With more than a billion mouths to feed, the chaps in the badly made suits have been beavering away to find some new sources of sustenance. And last week the Central China Agricultural University in Peking announced just the thing for those fed up with endless bowls of rice - a new strain of maggot that is highly nutritious, but a low-fat source of food.

University scientists say that every 35 ounces of the maggots, which have been developed from the common housefly, will produce 17.5oz of pure protein and 7oz of low-fat oil and amino acids.

Professor Zhou Yunzhen, who worked on the project, says: 'Maggot products are surprisingly appealing.' And Xinhua, the official news agency, adds: 'The findings may tap a huge new source of nourishment for the 1990s. One fly can produce billions of maggots every week, making the vermin suitable for mass production.'

Wow] Adds a whole new meaning to a Chinese meal, doesn't it? Can you imagine trying to pick them up with chopsticks? And if customers didn't eat up quickly, the food would be gone - literally. But there could be an unexpected boost to business from fishermen, who often find it difficult to buy their maggots during normal shop hours. Now, even at midnight, they will simply be able to pop along to the local takeaway. (I'm slightly suspicious of any new dish coming out of China. Those who have travelled outside the big cities say the food is uniformly poor.)
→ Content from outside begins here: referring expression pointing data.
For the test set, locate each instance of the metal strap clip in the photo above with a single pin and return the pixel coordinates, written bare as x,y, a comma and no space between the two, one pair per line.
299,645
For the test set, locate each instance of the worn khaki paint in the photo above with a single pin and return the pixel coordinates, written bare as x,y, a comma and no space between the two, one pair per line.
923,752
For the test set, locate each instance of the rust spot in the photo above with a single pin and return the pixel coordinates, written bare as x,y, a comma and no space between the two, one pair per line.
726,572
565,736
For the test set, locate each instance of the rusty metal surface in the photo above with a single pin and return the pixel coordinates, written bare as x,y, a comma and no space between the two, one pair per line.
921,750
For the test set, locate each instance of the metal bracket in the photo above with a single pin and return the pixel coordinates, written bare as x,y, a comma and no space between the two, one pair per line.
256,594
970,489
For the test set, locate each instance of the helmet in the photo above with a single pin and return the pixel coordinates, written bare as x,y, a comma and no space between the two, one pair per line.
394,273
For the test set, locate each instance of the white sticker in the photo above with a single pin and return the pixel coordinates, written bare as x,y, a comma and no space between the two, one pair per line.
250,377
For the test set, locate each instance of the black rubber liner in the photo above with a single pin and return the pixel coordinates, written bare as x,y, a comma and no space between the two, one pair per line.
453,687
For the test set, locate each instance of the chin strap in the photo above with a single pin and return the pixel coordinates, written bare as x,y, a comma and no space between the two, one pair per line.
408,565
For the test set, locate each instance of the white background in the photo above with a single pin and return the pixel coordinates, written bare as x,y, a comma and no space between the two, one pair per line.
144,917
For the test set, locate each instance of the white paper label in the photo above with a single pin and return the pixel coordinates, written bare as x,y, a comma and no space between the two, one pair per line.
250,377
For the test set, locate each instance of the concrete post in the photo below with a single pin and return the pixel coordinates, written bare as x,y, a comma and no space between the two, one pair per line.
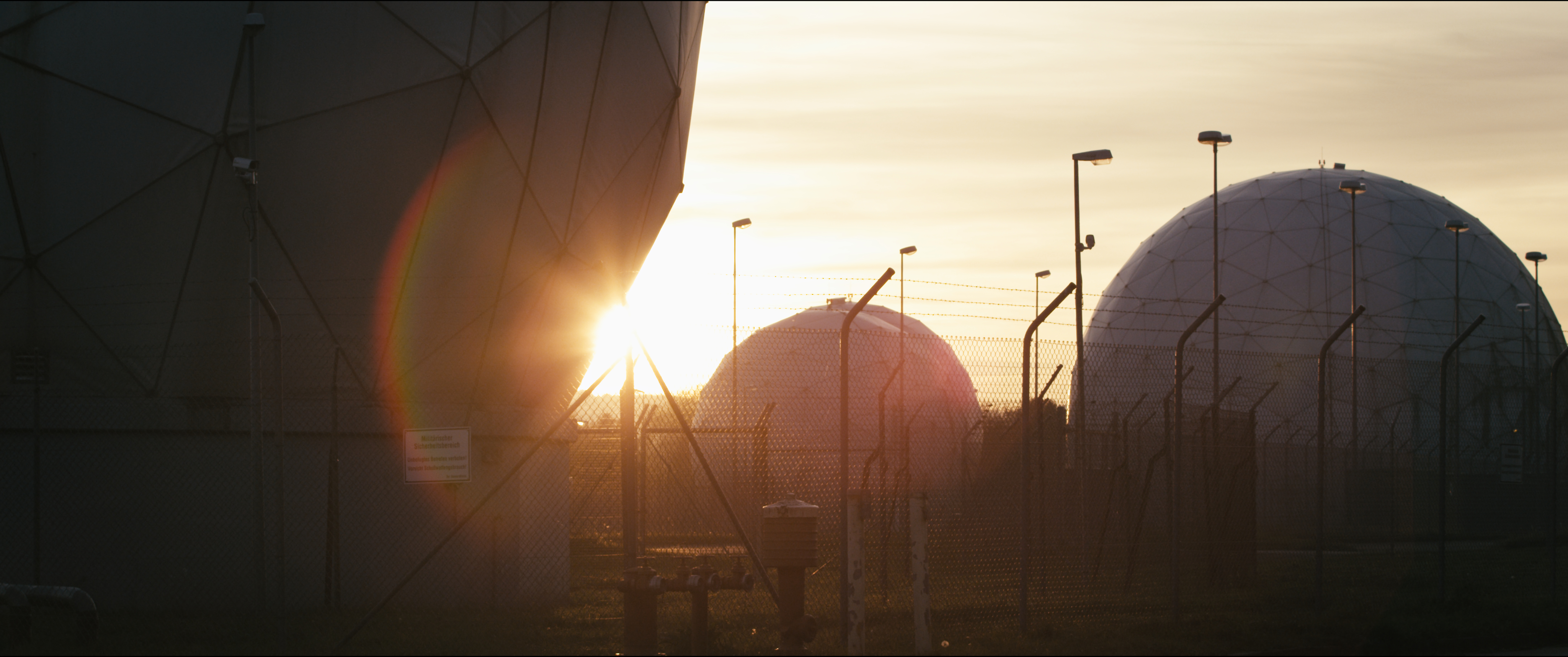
920,576
855,526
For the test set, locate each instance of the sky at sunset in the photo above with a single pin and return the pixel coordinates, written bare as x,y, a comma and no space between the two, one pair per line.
849,131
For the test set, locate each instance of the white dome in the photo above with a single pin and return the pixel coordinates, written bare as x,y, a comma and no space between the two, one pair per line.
1285,270
794,364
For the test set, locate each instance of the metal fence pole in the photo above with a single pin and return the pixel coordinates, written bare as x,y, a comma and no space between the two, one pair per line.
278,480
1175,512
844,452
1556,466
1024,508
920,574
1443,455
855,526
1322,448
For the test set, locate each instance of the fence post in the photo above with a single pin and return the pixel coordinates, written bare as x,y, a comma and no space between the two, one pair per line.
1443,455
855,526
1322,449
920,578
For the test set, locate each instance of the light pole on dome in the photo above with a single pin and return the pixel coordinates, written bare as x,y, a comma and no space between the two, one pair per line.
1354,189
1080,245
734,320
1457,226
1214,140
904,427
1039,276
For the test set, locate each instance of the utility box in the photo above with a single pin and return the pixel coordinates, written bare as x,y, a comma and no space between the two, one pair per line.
789,534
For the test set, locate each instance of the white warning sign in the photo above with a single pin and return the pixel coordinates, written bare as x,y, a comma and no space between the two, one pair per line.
436,455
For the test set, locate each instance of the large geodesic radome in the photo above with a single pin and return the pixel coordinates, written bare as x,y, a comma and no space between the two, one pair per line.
905,432
1285,270
446,196
1286,273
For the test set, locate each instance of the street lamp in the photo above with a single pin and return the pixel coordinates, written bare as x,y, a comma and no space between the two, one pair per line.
1081,244
1039,276
734,322
904,427
1457,226
1214,140
1354,189
1536,350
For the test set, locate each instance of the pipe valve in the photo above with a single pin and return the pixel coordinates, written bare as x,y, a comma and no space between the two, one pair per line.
642,579
738,579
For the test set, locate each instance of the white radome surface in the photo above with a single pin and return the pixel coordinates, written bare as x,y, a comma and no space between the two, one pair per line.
794,363
1285,248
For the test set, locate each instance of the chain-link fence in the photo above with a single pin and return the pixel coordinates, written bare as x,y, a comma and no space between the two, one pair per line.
1106,498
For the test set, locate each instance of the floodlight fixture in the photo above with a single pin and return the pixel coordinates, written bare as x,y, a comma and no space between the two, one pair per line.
1095,157
1214,139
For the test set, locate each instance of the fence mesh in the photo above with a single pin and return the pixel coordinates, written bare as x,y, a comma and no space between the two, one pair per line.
1107,498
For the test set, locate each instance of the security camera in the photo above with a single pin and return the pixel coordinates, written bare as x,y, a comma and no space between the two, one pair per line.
245,168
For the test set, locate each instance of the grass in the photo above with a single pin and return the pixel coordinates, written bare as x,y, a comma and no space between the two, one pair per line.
1374,604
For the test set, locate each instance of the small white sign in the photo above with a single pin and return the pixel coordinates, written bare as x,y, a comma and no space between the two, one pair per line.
436,455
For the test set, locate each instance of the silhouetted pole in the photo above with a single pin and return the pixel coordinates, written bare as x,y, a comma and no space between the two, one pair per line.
1175,446
278,495
1214,140
1443,454
1354,189
1026,510
734,328
844,452
1322,446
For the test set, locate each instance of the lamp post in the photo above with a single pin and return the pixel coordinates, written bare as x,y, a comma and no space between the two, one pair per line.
1354,189
1457,226
734,327
1536,352
1214,140
904,427
1529,408
1036,371
1080,245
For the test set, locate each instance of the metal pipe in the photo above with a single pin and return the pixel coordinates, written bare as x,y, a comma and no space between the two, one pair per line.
1355,374
855,528
1443,454
1322,448
708,471
278,407
844,452
253,206
1175,446
1024,462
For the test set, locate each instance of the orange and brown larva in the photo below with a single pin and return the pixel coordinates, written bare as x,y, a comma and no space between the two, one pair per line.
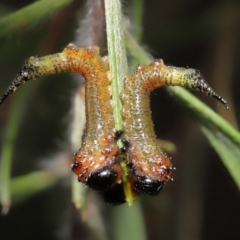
151,169
96,163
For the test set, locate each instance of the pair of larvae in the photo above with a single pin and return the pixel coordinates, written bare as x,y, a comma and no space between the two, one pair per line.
97,163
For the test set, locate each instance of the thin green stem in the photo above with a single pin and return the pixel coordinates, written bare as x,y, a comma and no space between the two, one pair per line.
7,149
116,53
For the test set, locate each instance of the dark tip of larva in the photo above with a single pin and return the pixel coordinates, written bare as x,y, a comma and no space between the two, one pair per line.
102,179
2,99
144,185
115,196
118,134
222,100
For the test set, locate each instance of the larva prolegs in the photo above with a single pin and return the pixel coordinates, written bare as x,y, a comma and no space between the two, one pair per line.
96,163
151,169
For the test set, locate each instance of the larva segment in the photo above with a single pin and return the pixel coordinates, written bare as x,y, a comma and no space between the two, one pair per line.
151,169
96,163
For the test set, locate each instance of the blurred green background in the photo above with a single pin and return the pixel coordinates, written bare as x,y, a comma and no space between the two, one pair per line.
202,202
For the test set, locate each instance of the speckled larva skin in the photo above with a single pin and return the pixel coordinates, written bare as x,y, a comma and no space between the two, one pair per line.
97,159
151,168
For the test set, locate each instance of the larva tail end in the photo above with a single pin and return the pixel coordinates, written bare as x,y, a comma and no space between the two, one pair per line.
222,100
27,73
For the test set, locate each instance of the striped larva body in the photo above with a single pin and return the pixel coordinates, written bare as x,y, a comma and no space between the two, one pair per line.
151,169
96,163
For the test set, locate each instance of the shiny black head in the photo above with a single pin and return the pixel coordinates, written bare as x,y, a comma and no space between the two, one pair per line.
102,179
144,185
115,195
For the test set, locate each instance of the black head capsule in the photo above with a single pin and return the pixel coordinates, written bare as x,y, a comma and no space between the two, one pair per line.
144,185
102,180
115,196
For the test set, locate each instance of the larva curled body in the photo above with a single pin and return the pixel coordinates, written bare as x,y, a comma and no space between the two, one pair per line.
151,169
96,163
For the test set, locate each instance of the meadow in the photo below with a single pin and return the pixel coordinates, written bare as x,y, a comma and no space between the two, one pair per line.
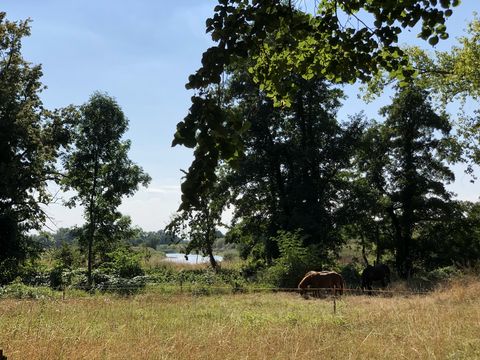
444,324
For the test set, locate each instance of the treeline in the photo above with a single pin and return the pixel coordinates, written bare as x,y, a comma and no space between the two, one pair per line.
80,148
267,144
301,182
72,236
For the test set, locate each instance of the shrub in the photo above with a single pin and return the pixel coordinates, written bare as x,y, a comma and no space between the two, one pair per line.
124,263
22,291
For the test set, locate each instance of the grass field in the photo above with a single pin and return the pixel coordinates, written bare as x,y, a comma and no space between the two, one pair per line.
442,325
Of course the principle of eating creepy-crawlies is not new. Frogs, snails and grasshoppers are regular fare for less squeamish races than our own. In fact, when I was fishing for arapaima in the Ecuador rain forests a couple of years ago, our native guide spent several hours digging in rotten trees to uncover the local delicacy - a fat, inch-long grub that looked just like an oversized maggot.

He had wrapped a dozen in a leaf, and brought them back proudly to us. Although we couldn't understand his dialect, it was obvious these were a special treat and that we were meant to eat them. As party leader, it fell to me to try them out.

There was no escape. So I put one in my mouth, and made a chewing action as if I was munching away on the bloated horror. The others, seeing that I appeared to be enjoying it and not wanting to lose face, all gingerly took one and emulated my action - only they did it for real. When they weren't looking, I spat the horrible thing out.

However, I might have missed out on something. They took on a surprised look and pronounced the grubs delicious. Colin finished up the lot, claiming that they tasted like a chewy Milky Bar. Giant maggots weren't the only thing we tried on that trip. There were also the lemon ants (but that's another story).

Actually, the Chinese discovery brings back uncomfortable memories of the most disgusting thing I ever did - eating a live maggot. It started as a bet but, as such things do at school, it escalated to a stage where half the school came to gawp.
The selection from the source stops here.